McSheehan worked in lockstep with design to validate every motion and ensure that even when he pushed the assets far, it was never too far.

Animation is also where Dragon’s personalities really emerged. The first test was on the Vandal that changed from a panic clawing for the magazine to an enraged beast.


Though the idea above didn’t work for the Vandal, it was perfect inspiration for the Frenzy’s reload. As the baby of the brood, a panicky “gimme gimme” reload felt just right. McSheehan also utilized the Frenzy’s tail so it felt as if it were scurrying into the player’s hands.


For the Judge, we likened Denis’ concept design to a rhino. It’s big, brooding, and forces its way through all obstacles. He’s impatient and angry too, so he uses his mouth during the reload and crushes the magazine. This earlier animation test felt too playful, while the one that ultimately shipped better captured the Judge’s boorishness.


Given the size of the Dragon Operator, we felt the weapon carried with it an elderly wisdom. Accordingly, his movements are smooth, flowy, and dramatic. He gives a little snort when you reload him. And though he’s not aggressive like the Vandal or Judge, he’s still dangerous.

Keep an eye out for McSheehan’s subtle idle breathing animations that really give the dragons life.

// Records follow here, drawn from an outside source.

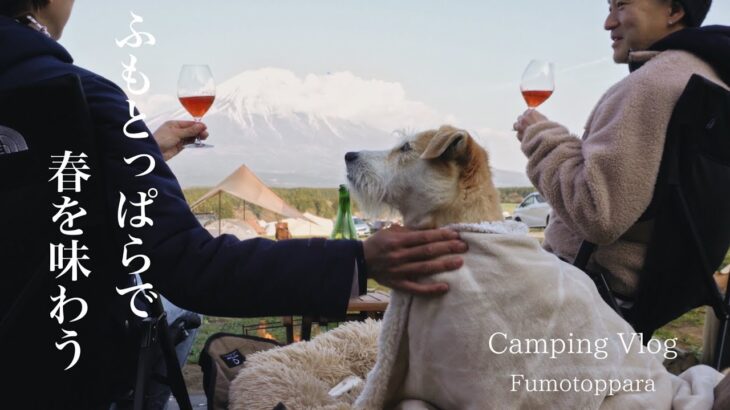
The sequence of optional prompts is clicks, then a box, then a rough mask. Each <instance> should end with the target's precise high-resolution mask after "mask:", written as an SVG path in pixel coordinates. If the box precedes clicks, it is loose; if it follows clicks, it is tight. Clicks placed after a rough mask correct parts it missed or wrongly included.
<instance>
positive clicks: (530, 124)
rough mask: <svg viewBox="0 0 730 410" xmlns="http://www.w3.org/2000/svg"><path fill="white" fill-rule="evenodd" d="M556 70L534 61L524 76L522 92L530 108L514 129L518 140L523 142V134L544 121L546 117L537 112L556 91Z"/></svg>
mask: <svg viewBox="0 0 730 410" xmlns="http://www.w3.org/2000/svg"><path fill="white" fill-rule="evenodd" d="M554 72H555V68H554V66H553V63H550V62H547V61H540V60H532V61H530V64H528V65H527V68H526V69H525V72H524V73H523V74H522V81H521V82H520V91H522V97H524V98H525V102H526V103H527V106H528V107H529V108H528V109H527V111H525V112H524V113H523V114H522V115H520V116H519V117H518V118H517V122H515V123H514V125H513V126H512V128H513V129H514V130H515V131H517V138H518V139H519V140H520V141H522V133H523V132H524V131H525V129H527V127H529V126H530V125H532V124H535V123H537V122H540V121H544V120H546V119H547V118H545V116H544V115H542V114H540V113H539V112H537V111H536V110H535V108H537V107H538V106H539V105H540V104H542V103H544V102H545V100H547V99H548V98H550V96H551V95H552V94H553V91H554V90H555V74H554Z"/></svg>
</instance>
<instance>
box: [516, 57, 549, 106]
mask: <svg viewBox="0 0 730 410" xmlns="http://www.w3.org/2000/svg"><path fill="white" fill-rule="evenodd" d="M554 90H555V66H554V64H553V63H551V62H548V61H540V60H532V61H530V64H528V65H527V68H526V69H525V72H524V73H523V74H522V82H520V91H522V96H523V97H524V98H525V102H527V106H528V107H530V108H535V107H537V106H539V105H540V104H542V103H544V102H545V100H547V99H548V98H550V96H551V95H552V94H553V91H554Z"/></svg>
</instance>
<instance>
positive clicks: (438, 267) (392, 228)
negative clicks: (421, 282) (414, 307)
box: [363, 225, 468, 295]
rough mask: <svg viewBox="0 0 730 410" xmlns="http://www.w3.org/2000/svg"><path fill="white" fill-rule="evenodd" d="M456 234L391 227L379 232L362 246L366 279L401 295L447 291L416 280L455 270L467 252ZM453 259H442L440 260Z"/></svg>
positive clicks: (446, 285) (428, 230) (437, 230)
mask: <svg viewBox="0 0 730 410" xmlns="http://www.w3.org/2000/svg"><path fill="white" fill-rule="evenodd" d="M467 249H468V248H467V245H466V243H465V242H464V241H462V240H461V239H460V238H459V234H458V233H457V232H456V231H453V230H450V229H429V230H423V231H413V230H409V229H406V228H403V227H401V226H399V225H394V226H392V227H391V228H389V229H385V230H381V231H378V232H377V233H376V234H375V235H373V236H371V237H370V238H368V239H367V240H366V241H365V242H364V243H363V251H364V254H365V264H366V268H367V276H368V277H369V278H372V279H375V280H376V281H377V282H378V283H380V284H382V285H384V286H388V287H390V288H392V289H397V290H400V291H404V292H408V293H413V294H420V295H429V294H442V293H445V292H446V291H448V289H449V287H448V285H447V284H446V283H442V282H441V283H428V284H426V283H419V281H418V278H420V277H423V276H428V275H433V274H436V273H441V272H447V271H451V270H456V269H459V268H460V267H461V265H462V264H463V260H462V259H461V258H460V257H459V256H456V254H460V253H464V252H466V251H467ZM446 255H452V256H449V257H445V258H441V257H442V256H446Z"/></svg>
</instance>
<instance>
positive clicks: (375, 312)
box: [283, 290, 390, 344]
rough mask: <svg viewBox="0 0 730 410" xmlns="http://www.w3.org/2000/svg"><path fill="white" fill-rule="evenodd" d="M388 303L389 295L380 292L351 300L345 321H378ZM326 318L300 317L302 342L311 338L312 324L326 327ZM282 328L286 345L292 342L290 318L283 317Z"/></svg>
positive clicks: (380, 316) (360, 295)
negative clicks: (358, 320)
mask: <svg viewBox="0 0 730 410" xmlns="http://www.w3.org/2000/svg"><path fill="white" fill-rule="evenodd" d="M389 302H390V294H389V293H388V292H386V291H382V290H374V291H372V292H368V293H366V294H364V295H360V296H358V297H355V298H351V299H350V301H349V302H348V304H347V315H346V319H345V320H365V319H367V318H373V319H380V318H382V317H383V313H384V312H385V308H387V307H388V303H389ZM331 321H332V320H328V319H327V318H322V317H320V318H314V317H312V316H304V317H302V327H301V337H302V340H309V339H310V337H311V336H312V323H313V322H317V323H319V324H320V325H327V323H328V322H331ZM283 323H284V327H285V328H286V342H287V344H289V343H292V342H293V341H294V321H293V318H292V317H291V316H287V317H284V319H283Z"/></svg>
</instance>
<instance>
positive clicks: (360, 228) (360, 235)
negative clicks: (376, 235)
mask: <svg viewBox="0 0 730 410" xmlns="http://www.w3.org/2000/svg"><path fill="white" fill-rule="evenodd" d="M352 222H354V223H355V230H356V231H357V236H358V237H360V236H370V233H371V232H370V225H368V224H367V222H365V221H364V220H362V219H360V218H358V217H356V216H355V217H353V218H352Z"/></svg>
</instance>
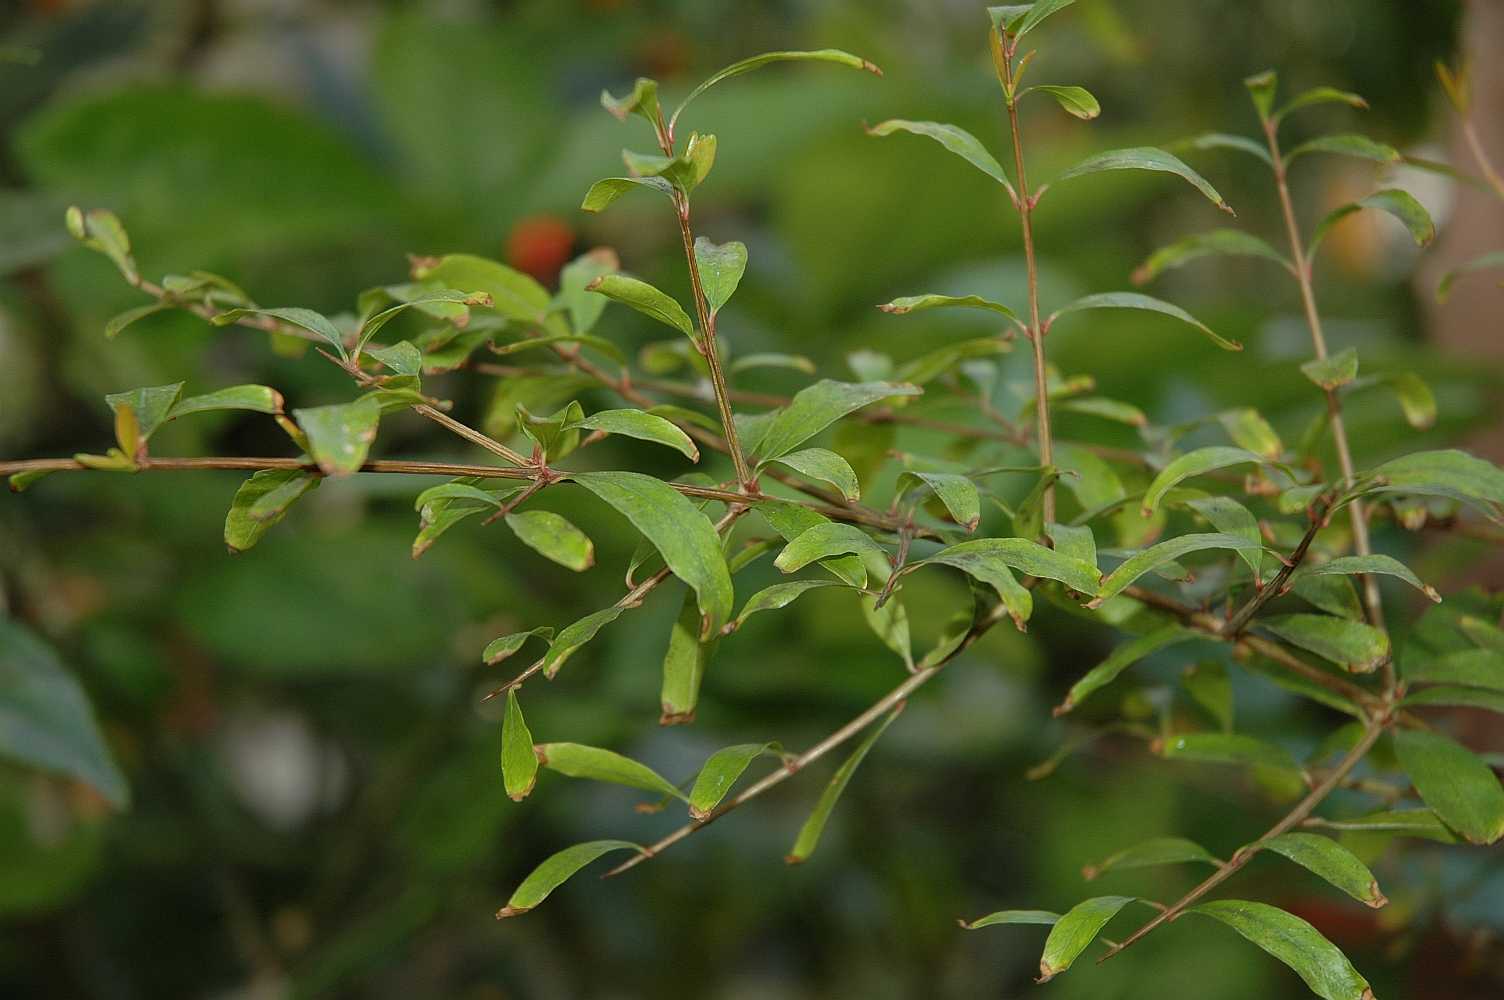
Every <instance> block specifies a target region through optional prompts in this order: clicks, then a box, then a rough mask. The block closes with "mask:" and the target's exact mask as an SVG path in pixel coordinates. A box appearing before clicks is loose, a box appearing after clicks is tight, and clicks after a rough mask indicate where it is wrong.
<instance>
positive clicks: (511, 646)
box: [480, 626, 553, 747]
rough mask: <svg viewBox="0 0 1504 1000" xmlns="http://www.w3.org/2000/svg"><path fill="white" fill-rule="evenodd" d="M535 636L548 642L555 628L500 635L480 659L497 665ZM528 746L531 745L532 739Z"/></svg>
mask: <svg viewBox="0 0 1504 1000" xmlns="http://www.w3.org/2000/svg"><path fill="white" fill-rule="evenodd" d="M534 636H537V638H540V639H543V641H546V642H547V641H552V639H553V630H552V629H549V627H546V626H544V627H540V629H529V630H528V632H513V633H511V635H507V636H498V638H495V639H492V641H490V642H487V644H486V650H484V651H483V653H481V654H480V659H481V660H483V662H484V663H486V666H496V665H498V663H501V662H502V660H505V659H508V657H511V656H514V654H516V653H517V650H520V648H522V647H523V644H526V641H528V639H532V638H534ZM528 746H529V747H531V741H529V744H528Z"/></svg>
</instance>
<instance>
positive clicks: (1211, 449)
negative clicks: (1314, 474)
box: [1143, 445, 1265, 517]
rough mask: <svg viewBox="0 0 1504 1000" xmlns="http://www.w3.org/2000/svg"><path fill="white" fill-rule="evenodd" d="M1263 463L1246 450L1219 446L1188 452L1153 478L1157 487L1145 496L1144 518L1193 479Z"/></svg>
mask: <svg viewBox="0 0 1504 1000" xmlns="http://www.w3.org/2000/svg"><path fill="white" fill-rule="evenodd" d="M1263 462H1265V459H1263V456H1259V454H1254V453H1253V451H1248V450H1247V448H1227V447H1224V445H1217V447H1211V448H1197V450H1196V451H1188V453H1187V454H1182V456H1181V457H1179V459H1176V460H1175V462H1172V463H1170V465H1167V466H1164V469H1163V471H1161V472H1160V475H1157V477H1154V483H1151V484H1149V489H1148V490H1145V495H1143V514H1145V517H1148V516H1149V514H1152V513H1154V511H1155V510H1158V507H1160V502H1161V501H1163V499H1164V495H1166V493H1169V492H1170V490H1172V489H1175V487H1176V486H1179V484H1181V483H1184V481H1185V480H1188V478H1191V477H1196V475H1206V474H1208V472H1215V471H1217V469H1226V468H1229V466H1235V465H1248V463H1253V465H1262V463H1263Z"/></svg>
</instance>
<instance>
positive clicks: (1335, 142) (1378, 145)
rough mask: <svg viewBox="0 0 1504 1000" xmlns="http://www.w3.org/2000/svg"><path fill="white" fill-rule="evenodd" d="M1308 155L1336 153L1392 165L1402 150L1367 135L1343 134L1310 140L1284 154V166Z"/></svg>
mask: <svg viewBox="0 0 1504 1000" xmlns="http://www.w3.org/2000/svg"><path fill="white" fill-rule="evenodd" d="M1308 153H1336V155H1339V156H1357V158H1358V159H1373V161H1376V162H1381V164H1391V162H1396V161H1399V159H1402V156H1400V150H1397V149H1394V147H1393V146H1385V144H1384V143H1375V141H1373V140H1372V138H1369V137H1367V135H1355V134H1342V135H1321V137H1318V138H1313V140H1310V141H1308V143H1301V144H1299V146H1296V147H1295V149H1292V150H1290V152H1287V153H1284V165H1289V164H1292V162H1295V161H1296V159H1298V158H1301V156H1305V155H1308Z"/></svg>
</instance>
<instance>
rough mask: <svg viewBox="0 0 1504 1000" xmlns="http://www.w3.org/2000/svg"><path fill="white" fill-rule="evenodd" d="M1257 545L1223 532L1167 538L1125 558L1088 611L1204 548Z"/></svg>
mask: <svg viewBox="0 0 1504 1000" xmlns="http://www.w3.org/2000/svg"><path fill="white" fill-rule="evenodd" d="M1259 547H1260V546H1259V544H1256V543H1253V541H1250V540H1248V538H1241V537H1238V535H1230V534H1224V532H1211V534H1190V535H1179V537H1176V538H1169V540H1167V541H1161V543H1158V544H1154V546H1149V547H1148V549H1143V550H1142V552H1139V553H1136V555H1133V556H1131V558H1128V559H1126V561H1125V562H1123V564H1122V565H1119V567H1117V568H1116V570H1113V571H1111V573H1110V574H1108V576H1107V579H1105V580H1102V585H1101V589H1099V591H1098V594H1096V598H1095V600H1092V603H1089V605H1087V608H1101V606H1102V605H1104V603H1105V602H1107V600H1108V598H1110V597H1114V595H1117V594H1120V592H1122V591H1123V589H1126V588H1128V586H1130V585H1131V583H1133V582H1134V580H1137V579H1139V577H1140V576H1143V574H1145V573H1151V571H1154V570H1157V568H1160V567H1161V565H1164V564H1167V562H1175V561H1178V559H1181V558H1182V556H1187V555H1190V553H1191V552H1203V550H1206V549H1232V550H1233V552H1251V550H1253V549H1259Z"/></svg>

Our senior VFX artist, Stefan Jevremovic, had a lot of effects to create for each of the Dragons, all within the realm of fire: smoke, embers, and flames. To give the dragons an extra menacing and lethal feel, he added idle fiery effects, which he embedded within the dragons’ bodies. As the dragons breathed, additional fire effects would ebb and flow deep within the crevices of their scales.

VFX ended up being quite critical for defining not only the Dragon melee, but VALORANT melees in general. First, back to the concept. We had Denis explore a few options for what the melee could be, ranging from a dragon claw all the way to a literal baby dragon. One baby was enough.

Also, it looked like the poor little guy was being choked and we felt weird about that.


Once we’d decided that the melee wasn’t a baby dragon, we felt like it was okay to set it on fire. This was also the moment when we realized just how far we could push melees in our game compared to guns! Stefan pushed the fire effects and smoke as far as he felt he could get away with and the result was, surprisingly, very well received...well received enough that Sal Garozzo came running to us to tell us how much he loved the melee. (Sal usually doesn’t have much to say about skins, unless it negatively impacts gameplay, so when he asked “Who made that melee?” we thought we’d done something wrong.)

So, Stefan pushed the melee even further, and then went back to amp up a few other melee skins he’d added effects for in the past.


As we write this article, we’re putting the very final touches on Elderflame (we’ll stop calling it “Dragon” now): the chroma materials, the chroma VFX, and the Finisher. And the Elderflame card, which fully evokes the idea that Elderflame is a goliath, not just a tiny beast you hold in your hands.


So, why the name “Elderflame”? We wanted it to feel like a dragon breed that thrives and rules the alternate fantastical world it inhabits. Even with this clear direction, naming this skin line was difficult to say the least.

Truth is, it’s indescribably hard to name something you love and have poured so much passion into—10 months of passion, to be exact—while simultaneously trying to ship a bunch of other skins and cosmetics.

Oh, and the game. We shipped the game. And it has dragons in it!